Follow these steps to calculate the credit:
- Have a copy of the return for the year in which the repaid income was reported as taxable income.
- Verify that the repaid income was taxable income for that year. For example, if you had to repay social security benefits, the benefits may not have been taxable income on that return. Pandemic Unemployment benefits also may not have been taxable.
- Recreate the original return with the exception that you are excluding the repaid income by setting up a dummy account in FreeTaxUSA (a dummy account is a return you will never file that is used for calculation purposes only). For example, if the repaid income was Social Security benefits, reduce the amount you enter as Social Security benefits by subtracting the repaid portion.
- Find the difference in the Total Tax between the original return and the dummy return, by subtracting the amount of Total Tax (2022 and 2023 Form 1040, Line 24) of the original return from the Total Tax of the recreated dummy account return that excludes the recreated income.

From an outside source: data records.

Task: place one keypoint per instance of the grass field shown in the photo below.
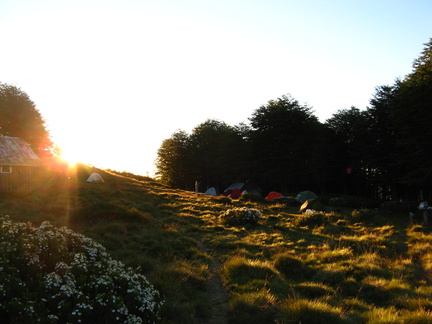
(340, 266)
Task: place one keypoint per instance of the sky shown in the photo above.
(113, 79)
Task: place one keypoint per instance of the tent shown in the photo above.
(236, 193)
(211, 191)
(251, 188)
(95, 178)
(248, 187)
(272, 195)
(313, 204)
(235, 185)
(305, 195)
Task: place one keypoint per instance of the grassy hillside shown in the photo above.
(341, 267)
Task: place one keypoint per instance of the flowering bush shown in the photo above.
(55, 275)
(241, 216)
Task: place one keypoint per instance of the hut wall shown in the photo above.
(21, 179)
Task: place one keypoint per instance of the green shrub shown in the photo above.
(55, 275)
(241, 216)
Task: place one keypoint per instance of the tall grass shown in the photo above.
(346, 267)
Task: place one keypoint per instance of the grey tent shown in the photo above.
(95, 178)
(305, 195)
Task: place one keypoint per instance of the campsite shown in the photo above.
(352, 262)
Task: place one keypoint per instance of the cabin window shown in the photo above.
(5, 169)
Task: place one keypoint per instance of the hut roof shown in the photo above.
(16, 151)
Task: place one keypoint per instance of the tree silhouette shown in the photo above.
(20, 118)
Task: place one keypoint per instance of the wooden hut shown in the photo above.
(19, 165)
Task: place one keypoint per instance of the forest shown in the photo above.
(381, 152)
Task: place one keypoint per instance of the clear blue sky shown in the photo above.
(113, 79)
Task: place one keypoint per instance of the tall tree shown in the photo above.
(20, 118)
(412, 120)
(173, 161)
(285, 136)
(220, 153)
(351, 129)
(382, 148)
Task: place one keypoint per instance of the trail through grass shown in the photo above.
(331, 266)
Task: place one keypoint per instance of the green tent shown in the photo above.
(313, 204)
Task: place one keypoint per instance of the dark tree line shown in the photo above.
(20, 118)
(381, 152)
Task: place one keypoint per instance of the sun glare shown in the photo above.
(70, 157)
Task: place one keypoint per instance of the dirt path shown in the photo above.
(217, 293)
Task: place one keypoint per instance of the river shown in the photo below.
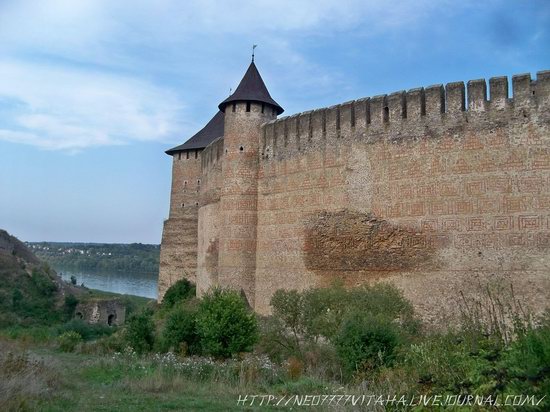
(135, 283)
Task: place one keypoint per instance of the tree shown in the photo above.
(225, 324)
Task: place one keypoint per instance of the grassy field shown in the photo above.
(46, 380)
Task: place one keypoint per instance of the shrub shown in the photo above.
(527, 363)
(180, 330)
(67, 341)
(366, 342)
(225, 324)
(180, 291)
(139, 333)
(289, 309)
(318, 313)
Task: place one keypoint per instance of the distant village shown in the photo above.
(65, 250)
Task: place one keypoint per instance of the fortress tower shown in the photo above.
(438, 190)
(178, 253)
(245, 110)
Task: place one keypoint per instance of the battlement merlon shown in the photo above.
(437, 104)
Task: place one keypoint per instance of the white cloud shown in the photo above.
(71, 109)
(89, 72)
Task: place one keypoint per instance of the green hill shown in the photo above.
(30, 292)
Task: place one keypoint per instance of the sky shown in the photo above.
(92, 92)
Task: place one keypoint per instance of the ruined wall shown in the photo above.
(104, 312)
(209, 217)
(178, 252)
(431, 190)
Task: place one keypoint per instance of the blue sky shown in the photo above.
(93, 91)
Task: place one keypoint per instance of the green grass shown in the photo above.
(97, 383)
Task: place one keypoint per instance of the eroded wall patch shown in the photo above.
(350, 241)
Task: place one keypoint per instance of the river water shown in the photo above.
(135, 283)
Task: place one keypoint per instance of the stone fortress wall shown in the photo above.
(434, 191)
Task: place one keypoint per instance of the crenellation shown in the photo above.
(522, 90)
(435, 101)
(347, 118)
(304, 127)
(498, 92)
(379, 111)
(318, 127)
(361, 108)
(415, 104)
(542, 89)
(477, 95)
(397, 106)
(292, 137)
(456, 189)
(455, 95)
(332, 123)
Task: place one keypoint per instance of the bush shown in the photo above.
(527, 363)
(305, 317)
(139, 333)
(366, 342)
(67, 341)
(180, 330)
(180, 291)
(225, 324)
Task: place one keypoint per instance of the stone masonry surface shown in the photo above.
(431, 190)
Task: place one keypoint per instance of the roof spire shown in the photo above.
(251, 89)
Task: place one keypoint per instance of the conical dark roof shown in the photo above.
(251, 88)
(205, 136)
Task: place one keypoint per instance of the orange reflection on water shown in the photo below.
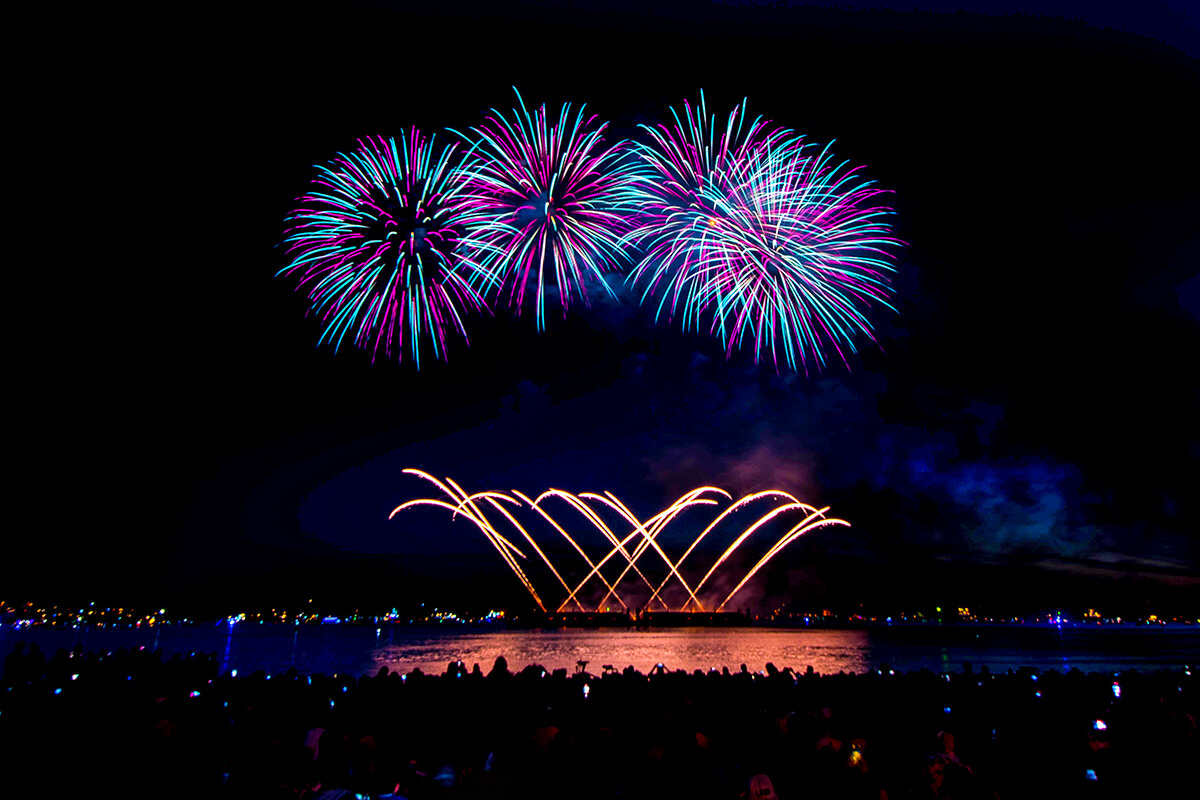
(826, 651)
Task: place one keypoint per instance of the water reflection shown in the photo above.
(341, 649)
(826, 651)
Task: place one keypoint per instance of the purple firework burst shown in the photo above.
(545, 203)
(376, 245)
(763, 235)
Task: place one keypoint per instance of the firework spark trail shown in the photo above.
(545, 197)
(469, 510)
(645, 534)
(784, 248)
(658, 524)
(737, 542)
(805, 527)
(376, 245)
(555, 524)
(713, 524)
(591, 516)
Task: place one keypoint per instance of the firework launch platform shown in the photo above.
(630, 619)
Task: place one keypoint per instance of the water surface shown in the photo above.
(357, 650)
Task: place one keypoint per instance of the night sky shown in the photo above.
(1025, 434)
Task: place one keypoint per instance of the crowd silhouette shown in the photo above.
(138, 723)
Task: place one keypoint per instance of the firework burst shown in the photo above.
(781, 247)
(376, 245)
(545, 203)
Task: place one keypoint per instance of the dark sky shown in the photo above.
(1025, 434)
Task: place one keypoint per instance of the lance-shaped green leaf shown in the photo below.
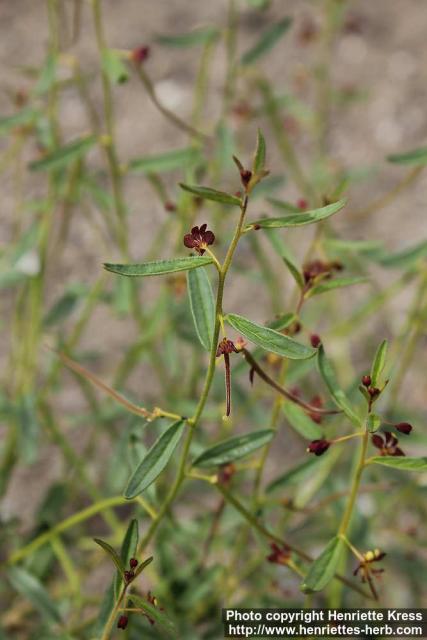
(324, 567)
(155, 461)
(233, 448)
(202, 305)
(269, 339)
(402, 463)
(416, 156)
(283, 205)
(328, 374)
(259, 158)
(112, 553)
(158, 267)
(299, 219)
(336, 283)
(168, 161)
(113, 67)
(64, 155)
(211, 194)
(200, 36)
(155, 614)
(301, 422)
(379, 362)
(32, 589)
(267, 41)
(296, 274)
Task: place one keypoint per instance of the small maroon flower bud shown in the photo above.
(199, 239)
(374, 392)
(140, 54)
(318, 447)
(315, 340)
(123, 622)
(225, 473)
(404, 427)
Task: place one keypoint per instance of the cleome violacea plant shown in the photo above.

- In the current year return, follow this menu path: Deductions/Credits > Claim of Right Repayment Credit. Answer Yes to the question about whether you repaid income > enter the difference in prior year tax between the original return and recreated return that excluded the repaid income.
Make sure you keep records of the repayment requirement (letters, emails, bills from the payer who required the income repayment) proof of repayment (canceled checks, money orders, paycheck deductions, or bank statements) and documentation for how you recalculated the repayment (the original return, the recreated return with the excluded income). This credit is often calculated incorrectly by taxpayers, so be prepared to respond to potential IRS documentation requests.